Whole genome sequencing of Caribbean Hispanic families with late-onset Alzheimer's disease
Vardarajan BN., Barral S., Jaworski J., Beecham GW., Blue E., Tosto G., Reyes-Dumeyer D., Medrano M., Lantigua R., Naj A., Thornton T., DeStefano A., Martin E., Wang LS., Brown L., Bush W., van Duijn C., Goate A., Farrer L., Haines JL., Boerwinkle E., Schellenberg G., Wijsman E., Pericak-Vance MA., Mayeux R., Mosley None., Cantwell L., Childress M., Chou YF., Cweibel R., Gangadharan P., Kuzma A., Lin HJ., Malamon J., Mlynarski E., Naj A., Qu L., Schellenberg G., Valladares O., Wang LS., Wang W., Zhang N., Below None., Boerwinkle E., Bressler J., Fornage M., Jian X., Liu X., Bis None., Blue E., Brown L., Day T., Dorschner M., Nafikov None., Navas P., Nguyen H., Psaty B., Rice K., Saad M., Sohi H., Thornton T., Tsuang D., Wang B., Wijsman E., Appelbaum E., Cruchaga C., Koboldt DC., Waligorski J.

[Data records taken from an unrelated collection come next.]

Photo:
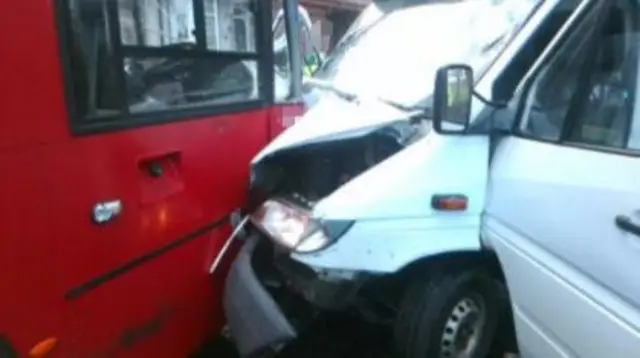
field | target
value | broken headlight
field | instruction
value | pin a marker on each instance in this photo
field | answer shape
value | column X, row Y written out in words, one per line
column 295, row 228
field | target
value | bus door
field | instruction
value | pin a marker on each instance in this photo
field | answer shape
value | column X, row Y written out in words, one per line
column 292, row 45
column 125, row 142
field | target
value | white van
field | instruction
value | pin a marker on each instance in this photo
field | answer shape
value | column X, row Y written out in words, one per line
column 432, row 210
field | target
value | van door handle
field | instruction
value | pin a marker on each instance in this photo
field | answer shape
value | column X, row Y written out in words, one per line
column 625, row 223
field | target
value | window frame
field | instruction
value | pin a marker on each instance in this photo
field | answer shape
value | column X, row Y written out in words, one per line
column 125, row 119
column 523, row 90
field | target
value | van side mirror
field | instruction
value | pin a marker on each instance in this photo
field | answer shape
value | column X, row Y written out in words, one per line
column 452, row 99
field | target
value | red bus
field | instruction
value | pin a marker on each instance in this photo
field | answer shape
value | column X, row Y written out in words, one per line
column 126, row 129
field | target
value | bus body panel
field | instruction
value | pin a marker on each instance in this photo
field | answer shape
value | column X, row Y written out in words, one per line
column 137, row 286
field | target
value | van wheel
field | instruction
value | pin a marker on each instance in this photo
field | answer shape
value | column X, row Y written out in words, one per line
column 448, row 316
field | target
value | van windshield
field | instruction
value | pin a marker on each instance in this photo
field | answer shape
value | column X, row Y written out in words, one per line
column 393, row 51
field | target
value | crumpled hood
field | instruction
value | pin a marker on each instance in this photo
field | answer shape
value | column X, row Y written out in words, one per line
column 333, row 118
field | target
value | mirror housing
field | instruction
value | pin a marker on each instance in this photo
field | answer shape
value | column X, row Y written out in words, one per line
column 452, row 99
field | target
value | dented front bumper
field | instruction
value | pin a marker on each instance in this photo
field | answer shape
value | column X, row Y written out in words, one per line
column 254, row 318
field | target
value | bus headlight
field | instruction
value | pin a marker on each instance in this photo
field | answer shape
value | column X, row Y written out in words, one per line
column 294, row 227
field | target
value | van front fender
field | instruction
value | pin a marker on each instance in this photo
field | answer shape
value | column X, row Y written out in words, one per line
column 386, row 246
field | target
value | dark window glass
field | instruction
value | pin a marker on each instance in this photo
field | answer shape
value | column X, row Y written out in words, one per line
column 135, row 56
column 587, row 93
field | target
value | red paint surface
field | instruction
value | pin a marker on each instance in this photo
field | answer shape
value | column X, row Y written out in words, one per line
column 50, row 180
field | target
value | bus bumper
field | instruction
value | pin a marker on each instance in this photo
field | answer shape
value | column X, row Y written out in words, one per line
column 255, row 320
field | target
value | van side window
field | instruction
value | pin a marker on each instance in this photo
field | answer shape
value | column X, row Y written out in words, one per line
column 130, row 59
column 587, row 92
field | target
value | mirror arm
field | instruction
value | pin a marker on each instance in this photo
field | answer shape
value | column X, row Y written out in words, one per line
column 490, row 103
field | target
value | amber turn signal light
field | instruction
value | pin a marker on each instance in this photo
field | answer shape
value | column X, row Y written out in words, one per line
column 449, row 202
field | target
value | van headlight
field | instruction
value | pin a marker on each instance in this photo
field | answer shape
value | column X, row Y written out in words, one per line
column 294, row 228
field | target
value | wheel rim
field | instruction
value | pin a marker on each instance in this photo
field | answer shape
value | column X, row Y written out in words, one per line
column 463, row 328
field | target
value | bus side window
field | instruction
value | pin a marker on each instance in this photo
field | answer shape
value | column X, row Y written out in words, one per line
column 127, row 59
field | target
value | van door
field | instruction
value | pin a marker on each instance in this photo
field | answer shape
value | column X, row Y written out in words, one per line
column 563, row 212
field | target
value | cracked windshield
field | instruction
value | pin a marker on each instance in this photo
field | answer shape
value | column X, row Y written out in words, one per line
column 392, row 50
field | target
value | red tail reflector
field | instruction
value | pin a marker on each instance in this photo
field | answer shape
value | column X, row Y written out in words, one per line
column 449, row 202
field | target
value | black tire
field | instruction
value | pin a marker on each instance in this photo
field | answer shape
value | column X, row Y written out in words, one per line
column 428, row 305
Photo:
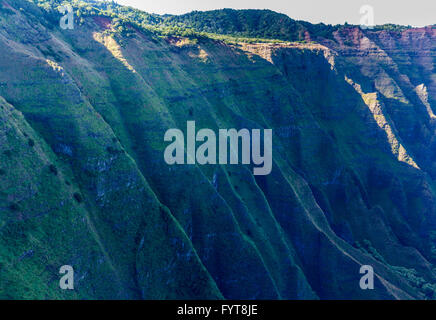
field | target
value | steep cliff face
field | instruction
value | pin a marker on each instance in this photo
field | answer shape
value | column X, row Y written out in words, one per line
column 84, row 181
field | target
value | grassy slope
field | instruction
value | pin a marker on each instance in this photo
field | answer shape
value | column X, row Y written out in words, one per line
column 288, row 235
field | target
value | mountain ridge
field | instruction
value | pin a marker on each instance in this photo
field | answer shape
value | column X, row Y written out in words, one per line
column 84, row 181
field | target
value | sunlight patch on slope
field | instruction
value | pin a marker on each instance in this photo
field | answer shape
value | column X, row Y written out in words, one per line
column 422, row 93
column 375, row 107
column 113, row 47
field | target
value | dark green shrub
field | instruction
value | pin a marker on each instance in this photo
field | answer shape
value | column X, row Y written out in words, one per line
column 53, row 169
column 78, row 197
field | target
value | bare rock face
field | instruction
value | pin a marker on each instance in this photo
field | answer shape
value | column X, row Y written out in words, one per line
column 83, row 181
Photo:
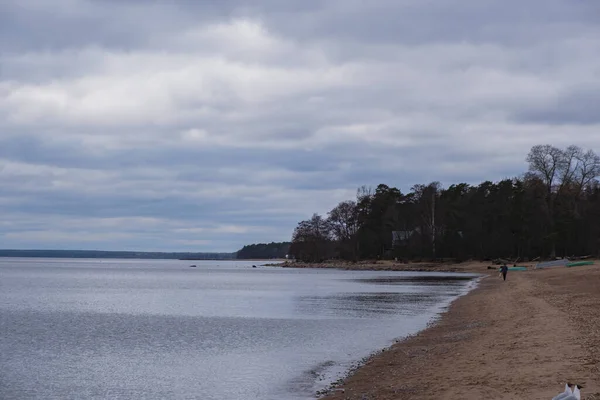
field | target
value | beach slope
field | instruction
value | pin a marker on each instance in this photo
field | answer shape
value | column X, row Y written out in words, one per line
column 519, row 339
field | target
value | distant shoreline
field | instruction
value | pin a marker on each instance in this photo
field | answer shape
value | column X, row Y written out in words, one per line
column 386, row 265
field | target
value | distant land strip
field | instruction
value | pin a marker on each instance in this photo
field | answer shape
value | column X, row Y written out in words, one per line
column 116, row 254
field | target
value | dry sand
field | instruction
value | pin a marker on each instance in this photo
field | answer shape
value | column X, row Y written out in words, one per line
column 519, row 339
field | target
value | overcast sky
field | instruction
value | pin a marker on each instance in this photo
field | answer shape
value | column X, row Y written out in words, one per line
column 207, row 125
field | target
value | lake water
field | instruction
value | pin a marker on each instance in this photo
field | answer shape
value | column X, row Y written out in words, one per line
column 138, row 329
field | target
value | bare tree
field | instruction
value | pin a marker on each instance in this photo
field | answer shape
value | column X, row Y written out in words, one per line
column 311, row 239
column 426, row 196
column 588, row 169
column 546, row 162
column 344, row 223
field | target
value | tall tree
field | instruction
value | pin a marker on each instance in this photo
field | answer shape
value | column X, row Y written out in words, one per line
column 311, row 240
column 343, row 220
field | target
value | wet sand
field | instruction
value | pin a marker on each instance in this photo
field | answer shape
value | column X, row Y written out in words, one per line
column 519, row 339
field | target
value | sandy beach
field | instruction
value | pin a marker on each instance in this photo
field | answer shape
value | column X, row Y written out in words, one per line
column 519, row 339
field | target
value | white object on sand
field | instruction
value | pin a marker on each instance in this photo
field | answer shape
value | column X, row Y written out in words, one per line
column 569, row 394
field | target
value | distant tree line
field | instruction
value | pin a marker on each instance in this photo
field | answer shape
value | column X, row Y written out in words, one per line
column 551, row 210
column 264, row 251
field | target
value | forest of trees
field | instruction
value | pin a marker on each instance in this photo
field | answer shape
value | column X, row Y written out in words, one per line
column 552, row 210
column 264, row 251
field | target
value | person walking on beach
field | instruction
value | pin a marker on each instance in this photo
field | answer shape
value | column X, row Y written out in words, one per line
column 504, row 271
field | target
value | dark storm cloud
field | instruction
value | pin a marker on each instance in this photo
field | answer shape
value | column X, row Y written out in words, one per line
column 206, row 125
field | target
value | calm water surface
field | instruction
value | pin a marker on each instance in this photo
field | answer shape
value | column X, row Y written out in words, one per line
column 137, row 329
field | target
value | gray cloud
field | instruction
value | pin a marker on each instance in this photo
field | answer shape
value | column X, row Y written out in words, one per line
column 208, row 125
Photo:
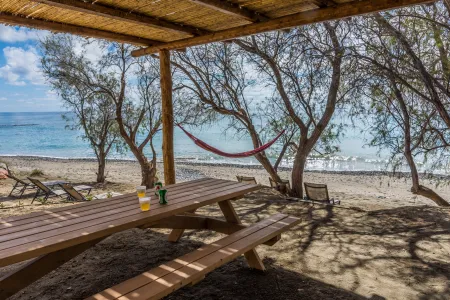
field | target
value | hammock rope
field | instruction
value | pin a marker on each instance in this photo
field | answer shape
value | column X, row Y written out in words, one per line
column 209, row 148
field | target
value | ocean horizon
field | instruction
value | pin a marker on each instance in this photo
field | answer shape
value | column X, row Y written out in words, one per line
column 44, row 134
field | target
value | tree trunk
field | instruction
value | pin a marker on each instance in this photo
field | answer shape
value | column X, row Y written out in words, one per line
column 421, row 190
column 101, row 160
column 416, row 189
column 430, row 194
column 101, row 178
column 297, row 173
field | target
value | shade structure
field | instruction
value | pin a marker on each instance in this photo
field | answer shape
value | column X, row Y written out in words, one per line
column 163, row 25
column 173, row 24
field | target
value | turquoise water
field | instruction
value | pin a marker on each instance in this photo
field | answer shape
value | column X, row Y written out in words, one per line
column 44, row 134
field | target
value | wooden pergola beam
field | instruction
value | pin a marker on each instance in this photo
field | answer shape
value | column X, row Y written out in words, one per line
column 233, row 9
column 336, row 12
column 121, row 15
column 73, row 29
column 167, row 117
column 324, row 3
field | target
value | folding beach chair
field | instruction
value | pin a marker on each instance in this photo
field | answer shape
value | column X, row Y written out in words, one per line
column 46, row 192
column 21, row 186
column 248, row 180
column 319, row 193
column 73, row 193
column 283, row 186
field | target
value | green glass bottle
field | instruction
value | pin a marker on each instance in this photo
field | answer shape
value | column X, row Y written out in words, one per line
column 162, row 196
column 158, row 186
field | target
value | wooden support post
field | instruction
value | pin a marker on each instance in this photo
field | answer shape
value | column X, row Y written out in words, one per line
column 167, row 117
column 231, row 216
column 39, row 267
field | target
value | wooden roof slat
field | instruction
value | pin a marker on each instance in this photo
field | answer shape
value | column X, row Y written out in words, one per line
column 122, row 15
column 324, row 3
column 74, row 29
column 330, row 13
column 232, row 9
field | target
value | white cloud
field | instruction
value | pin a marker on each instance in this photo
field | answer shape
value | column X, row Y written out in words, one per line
column 93, row 50
column 22, row 66
column 11, row 34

© 2018 The Authors. Annals of Clinical and Translational Neurology published by Wiley Periodicals, Inc on behalf of American Neurological Association. Objective: To identify rare causal variants underlying known loci that segregate with late-onset Alzheimer's disease (LOAD) in multiplex families. Methods: We analyzed whole genome sequences (WGS) from 351 members of 67 Caribbean Hispanic (CH) families from Dominican Republic and New York multiply affected by LOAD. Members of 67 CH and additional 47 Caucasian families underwent WGS as a part of the Alzheimer's Disease Sequencing Project (ADSP). All members of 67 CH families, an additional 48 CH families and an independent CH case-control cohort were subsequently genotyped for validation. Patients met criteria for LOAD, and controls were determined to be dementia free. We investigated rare variants segregating within families and gene-based associations with disease within LOAD GWAS loci. Results: A variant in AKAP9, p.R434W, segregated significantly with LOAD in two large families (OR = 5.77, 95% CI: 1.07–30.9, P = 0.041). In addition, missense mutations in MYRF and ASRGL1 under previously reported linkage peaks at 7q14.3 and 11q12.3 segregated completely in one family and in follow-up genotyping both were nominally significant (P < 0.05). We also identified rare variants in a number of genes associated with LOAD in prior genome wide association studies, including CR1 (P = 0.049), BIN1 (P = 0.0098) and SLC24A4 (P = 0.040). Conclusions and Relevance: Rare variants in multiple genes influence the risk of LOAD disease in multiplex families. These results suggest that rare variants may underlie loci identified in genome wide association studies.